- Louise Adams Holland in later life
- Born: Louise Elizabeth Whetenhall Adams July 3, 1893 Brooklyn, New York City, US
- Died: June 21, 1990 (aged 96) Philadelphia, Pennsylvania
- Other names: Louise Adams Holland
- Occupation(s): philologist, university academic, and archaeologist
- Known for: Roman classic studies
- Relatives: Léonie Adams (sister)

Academic background
- Alma mater: Barnard College; Columbia University; Bryn Mawr College;
- Thesis: A Study in the Commerce of Latium from the Early Iron Age through the Sixth Century (1920)
- Doctoral advisor: Tenney Frank

Academic work
- Institutions: Smith College; Vassar College; Bryn Mawr College; Haverford College; Miami University;
- Notable works: The Faliscans in Prehistoric Times (1925); Janus and the Bridge (1961); Lucretius and the Transpadanes (1979);

= Louise Holland =

Louise Adams Holland (3 July 1893-21 June 1990) was a philologist, university teacher, academic and archaeologist.

==Early life and education==
Born in Brooklyn in New York State (it would not become part of New York City until five years later) in 1893 as Louise Elizabeth Whetenhall Adams, she was the third child but first daughter of six children of Henrietta (née Rozier) and Charles Frederick Adams, a lawyer. Her younger sister was the United States Poet Laureate Léonie Adams. Louise Holland graduated from Barnard College in 1914 having specialised in Greek, and was awarded her M. A. from Columbia University and her Ph.D. from Bryn Mawr College in 1920, where she studied Latin. She studied at the American Academy in Rome from 1916 to 1917 as a Bryn Mawr Special Travelling Fellow and it was here that she developed an interest in topography.

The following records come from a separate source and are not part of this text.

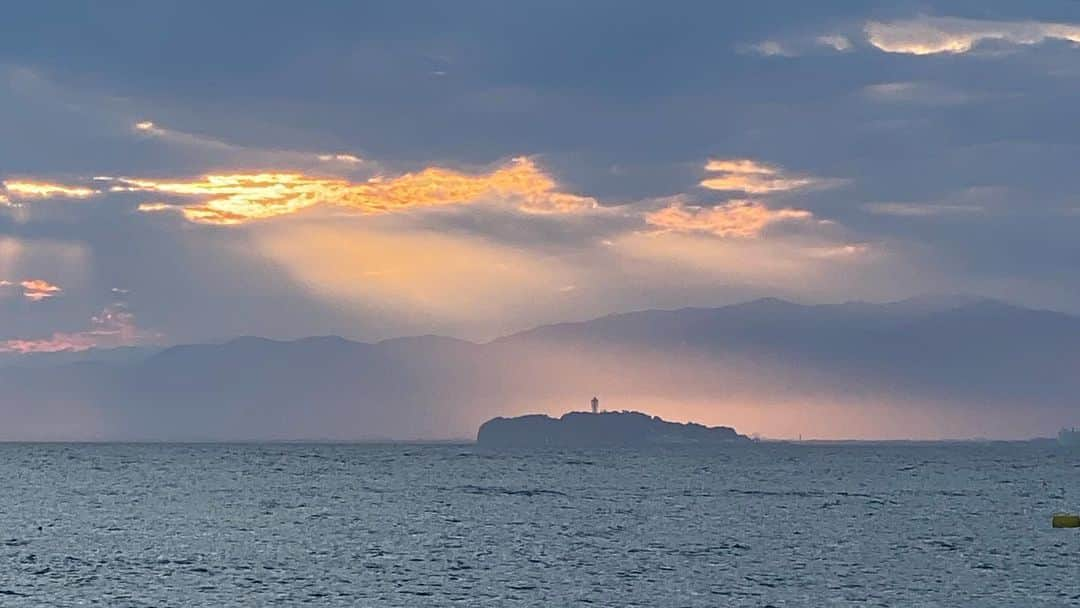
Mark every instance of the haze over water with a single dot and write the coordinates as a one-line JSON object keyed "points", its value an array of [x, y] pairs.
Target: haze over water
{"points": [[453, 525]]}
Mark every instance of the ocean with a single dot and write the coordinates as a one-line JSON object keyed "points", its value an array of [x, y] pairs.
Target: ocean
{"points": [[453, 525]]}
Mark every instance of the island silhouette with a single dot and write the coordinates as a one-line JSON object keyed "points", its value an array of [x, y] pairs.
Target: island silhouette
{"points": [[598, 429]]}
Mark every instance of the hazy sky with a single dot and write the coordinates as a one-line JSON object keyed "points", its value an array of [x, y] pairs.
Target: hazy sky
{"points": [[178, 172]]}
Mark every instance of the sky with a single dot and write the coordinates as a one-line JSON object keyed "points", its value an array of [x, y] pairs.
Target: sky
{"points": [[185, 172]]}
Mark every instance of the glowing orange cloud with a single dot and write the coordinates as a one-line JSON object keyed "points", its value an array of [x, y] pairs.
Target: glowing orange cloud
{"points": [[239, 198], [115, 326], [929, 36], [45, 190], [340, 158], [745, 175], [37, 289], [736, 218]]}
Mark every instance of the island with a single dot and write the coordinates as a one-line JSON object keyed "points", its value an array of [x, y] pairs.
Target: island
{"points": [[606, 429]]}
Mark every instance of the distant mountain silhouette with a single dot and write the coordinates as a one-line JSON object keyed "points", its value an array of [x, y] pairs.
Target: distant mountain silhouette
{"points": [[969, 355]]}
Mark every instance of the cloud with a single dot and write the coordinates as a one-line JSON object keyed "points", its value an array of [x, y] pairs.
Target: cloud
{"points": [[22, 190], [846, 251], [746, 175], [115, 326], [920, 210], [734, 218], [922, 93], [770, 49], [929, 36], [835, 41], [37, 289], [151, 129], [235, 199], [340, 158]]}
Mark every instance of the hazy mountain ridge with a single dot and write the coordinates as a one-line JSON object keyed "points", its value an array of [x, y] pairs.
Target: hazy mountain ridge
{"points": [[957, 351]]}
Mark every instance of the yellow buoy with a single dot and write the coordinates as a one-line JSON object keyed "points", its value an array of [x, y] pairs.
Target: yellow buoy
{"points": [[1065, 521]]}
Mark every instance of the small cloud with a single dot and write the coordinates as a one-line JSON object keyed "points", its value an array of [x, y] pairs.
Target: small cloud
{"points": [[751, 176], [914, 93], [848, 251], [149, 127], [745, 219], [835, 41], [115, 326], [340, 158], [920, 210], [22, 190], [37, 289], [770, 49], [930, 36]]}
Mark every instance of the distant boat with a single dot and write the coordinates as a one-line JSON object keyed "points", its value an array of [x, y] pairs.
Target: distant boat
{"points": [[1069, 437]]}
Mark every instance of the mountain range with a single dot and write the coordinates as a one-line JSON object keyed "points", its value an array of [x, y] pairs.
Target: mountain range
{"points": [[922, 367]]}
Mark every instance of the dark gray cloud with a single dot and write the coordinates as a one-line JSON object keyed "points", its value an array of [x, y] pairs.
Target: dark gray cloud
{"points": [[957, 167]]}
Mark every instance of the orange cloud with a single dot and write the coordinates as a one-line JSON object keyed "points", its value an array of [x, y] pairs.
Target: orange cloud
{"points": [[45, 190], [340, 158], [37, 289], [745, 175], [115, 326], [239, 198], [929, 36], [736, 218]]}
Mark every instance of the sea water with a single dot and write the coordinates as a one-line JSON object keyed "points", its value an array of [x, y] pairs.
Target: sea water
{"points": [[454, 525]]}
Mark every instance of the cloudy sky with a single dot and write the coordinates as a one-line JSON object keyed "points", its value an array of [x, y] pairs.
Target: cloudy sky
{"points": [[178, 172]]}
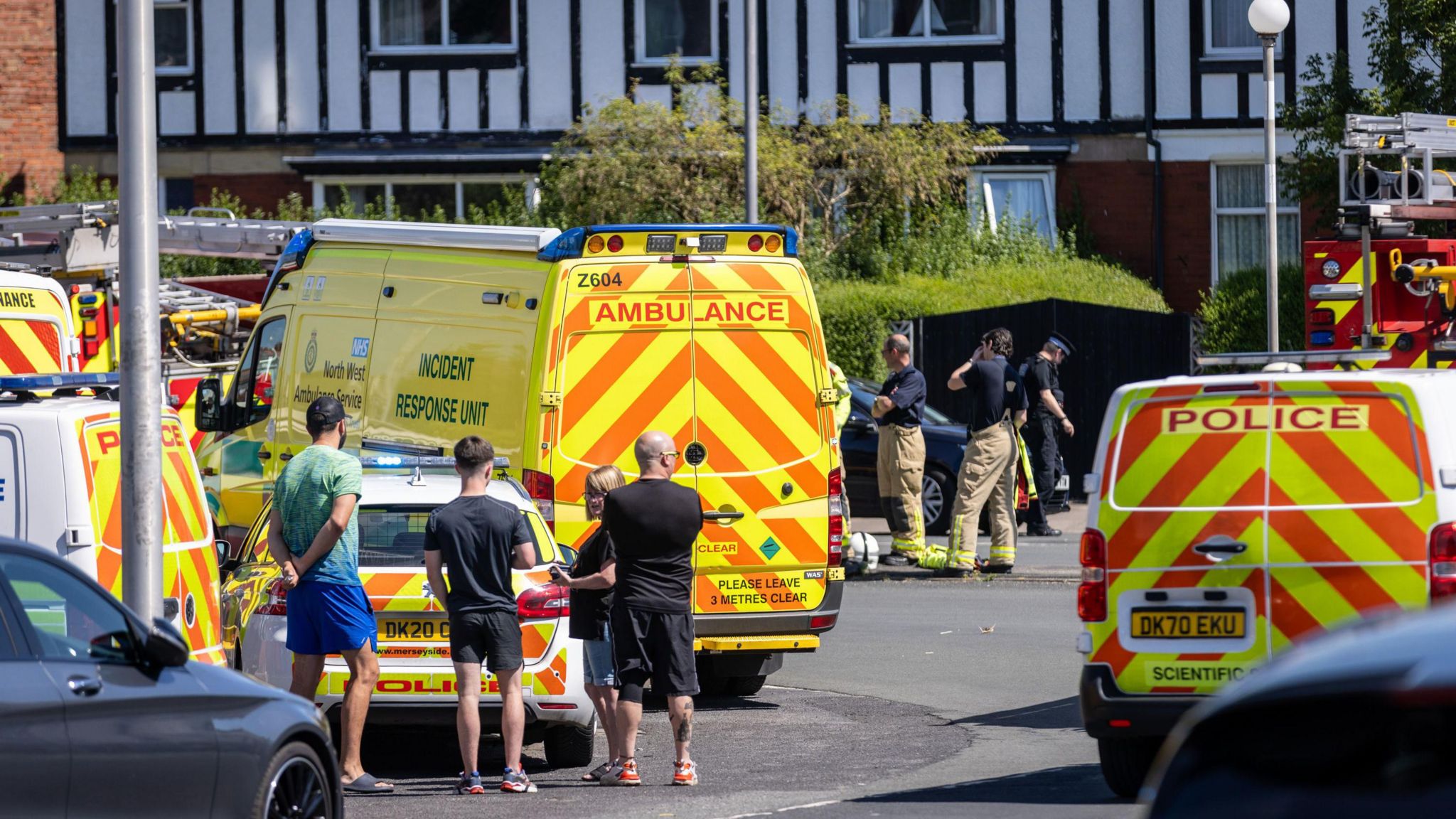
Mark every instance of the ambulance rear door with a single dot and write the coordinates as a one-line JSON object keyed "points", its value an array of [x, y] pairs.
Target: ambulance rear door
{"points": [[1351, 503], [761, 449], [1183, 513], [622, 363]]}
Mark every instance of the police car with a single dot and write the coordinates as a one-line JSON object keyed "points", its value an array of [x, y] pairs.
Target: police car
{"points": [[417, 682]]}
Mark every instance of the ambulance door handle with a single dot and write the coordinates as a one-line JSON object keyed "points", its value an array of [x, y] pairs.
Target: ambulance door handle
{"points": [[1221, 547]]}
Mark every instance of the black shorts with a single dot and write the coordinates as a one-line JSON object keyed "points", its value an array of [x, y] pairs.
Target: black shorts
{"points": [[654, 646], [490, 637]]}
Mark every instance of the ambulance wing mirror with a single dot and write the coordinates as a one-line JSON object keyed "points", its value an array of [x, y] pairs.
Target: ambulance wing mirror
{"points": [[208, 408]]}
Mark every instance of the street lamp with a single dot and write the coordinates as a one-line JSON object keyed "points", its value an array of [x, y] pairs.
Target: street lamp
{"points": [[1268, 19]]}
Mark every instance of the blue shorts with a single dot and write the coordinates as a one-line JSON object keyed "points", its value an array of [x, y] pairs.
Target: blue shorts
{"points": [[597, 666], [328, 619]]}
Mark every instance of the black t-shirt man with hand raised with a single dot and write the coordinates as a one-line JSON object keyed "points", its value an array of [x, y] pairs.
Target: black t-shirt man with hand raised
{"points": [[481, 540], [654, 525]]}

In 1918 she became Instructor in Latin at Smith College and in 1921 she became assistant professor of Latin there.

==Academic career==

Holland in her younger years

She married the archaeologist Leicester Bodine Holland (1882-1952) in Philadelphia in 1923 and their daughter Barbara Adams Holland was born in 1925. Her book The Faliscans in Prehistoric Times was published in Rome in 1925. The couple both taught at Vassar College — she lecturing in Latin and he in Art History. A second daughter, Marian Rupert Holland, was born in 1927 and Leicester Holland was appointed as Chief of the Division of Fine Arts at the Library of Congress while Louise taught at Bryn Mawr. Their son Lawrence Rozier Holland was born in 1930.

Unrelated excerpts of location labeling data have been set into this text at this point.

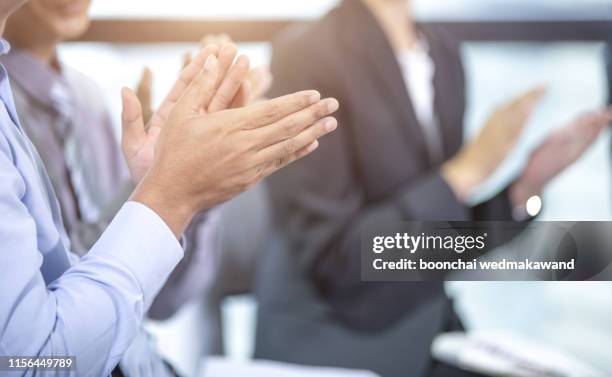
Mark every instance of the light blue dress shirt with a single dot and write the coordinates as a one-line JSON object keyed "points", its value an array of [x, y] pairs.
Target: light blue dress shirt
{"points": [[51, 303]]}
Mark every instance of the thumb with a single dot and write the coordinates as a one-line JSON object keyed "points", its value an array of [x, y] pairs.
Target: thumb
{"points": [[132, 124]]}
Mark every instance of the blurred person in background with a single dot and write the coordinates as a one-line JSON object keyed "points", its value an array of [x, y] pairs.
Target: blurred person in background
{"points": [[64, 106], [400, 156]]}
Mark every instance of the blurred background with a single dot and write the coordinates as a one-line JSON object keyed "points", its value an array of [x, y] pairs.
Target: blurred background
{"points": [[502, 58]]}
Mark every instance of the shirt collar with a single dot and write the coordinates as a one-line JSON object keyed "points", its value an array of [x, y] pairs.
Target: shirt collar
{"points": [[39, 81]]}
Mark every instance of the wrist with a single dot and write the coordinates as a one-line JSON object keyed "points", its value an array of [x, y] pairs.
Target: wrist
{"points": [[171, 207], [461, 178]]}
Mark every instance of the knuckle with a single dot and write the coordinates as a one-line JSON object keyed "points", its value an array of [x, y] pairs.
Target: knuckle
{"points": [[291, 127], [321, 111], [280, 162], [272, 112], [289, 147]]}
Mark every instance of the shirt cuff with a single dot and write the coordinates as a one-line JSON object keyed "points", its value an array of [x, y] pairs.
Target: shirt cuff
{"points": [[141, 241]]}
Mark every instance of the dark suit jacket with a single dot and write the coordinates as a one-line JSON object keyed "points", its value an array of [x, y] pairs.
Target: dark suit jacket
{"points": [[375, 168]]}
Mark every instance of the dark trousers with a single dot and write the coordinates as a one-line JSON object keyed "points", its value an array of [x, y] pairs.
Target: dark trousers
{"points": [[439, 369]]}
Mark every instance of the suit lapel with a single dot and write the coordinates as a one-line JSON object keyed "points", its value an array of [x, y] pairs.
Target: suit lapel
{"points": [[449, 101], [382, 62]]}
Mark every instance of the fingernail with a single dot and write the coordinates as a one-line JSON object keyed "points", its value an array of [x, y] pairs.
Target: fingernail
{"points": [[330, 125], [314, 97], [332, 105]]}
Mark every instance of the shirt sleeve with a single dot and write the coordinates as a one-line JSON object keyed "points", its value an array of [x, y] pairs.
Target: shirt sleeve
{"points": [[93, 310]]}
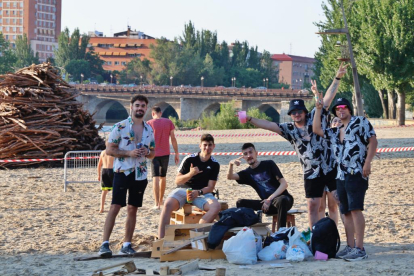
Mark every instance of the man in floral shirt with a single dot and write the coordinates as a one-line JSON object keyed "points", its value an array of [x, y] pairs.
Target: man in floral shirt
{"points": [[354, 145], [131, 142], [312, 150]]}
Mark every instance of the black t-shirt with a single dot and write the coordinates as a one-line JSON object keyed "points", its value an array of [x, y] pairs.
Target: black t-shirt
{"points": [[210, 168], [262, 178]]}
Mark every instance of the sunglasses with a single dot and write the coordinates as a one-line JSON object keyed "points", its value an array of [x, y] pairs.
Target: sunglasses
{"points": [[341, 107], [296, 112]]}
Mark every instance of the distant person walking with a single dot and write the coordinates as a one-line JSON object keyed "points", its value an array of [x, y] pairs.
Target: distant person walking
{"points": [[163, 130], [105, 175], [131, 141]]}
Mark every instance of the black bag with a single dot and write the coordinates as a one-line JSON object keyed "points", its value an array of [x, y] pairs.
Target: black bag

During World War II Holland did war work for Midvale Steel, returning to teach at Bryn Mawr College after the war. From 1948 to 1949 she was the recipient of a Guggenheim Fellowship and from then on taught at Haverford College before moving to teach at Miami University in 1952. Her husband died in 1952 and in 1957 she returned to Smith College remaining there until her retirement in 1964 apart from a period from 1959 to 1960 when she was a resident scholar at the American Academy in Rome.

==Later life==
After leaving Smith College Holland was awarded numerous honors including an honorary doctorate from Smith College in 1965, the Distinguished Alumna Award from Barnard College in 1978 and Doctor of Letters from Columbia University in 1979. During this period she published: Janus and the Bridge (1961) and Lucretius and the Transpadanes (1979). In her later years Holland suffered from macular degeneration and became blind.

Louise Holland suffered a stroke in 1985 and while recovered physically, her memory began to fail. She remained as a resident in a convalescent home in Philadelphia until her death in 1990, just short of her 97th birthday.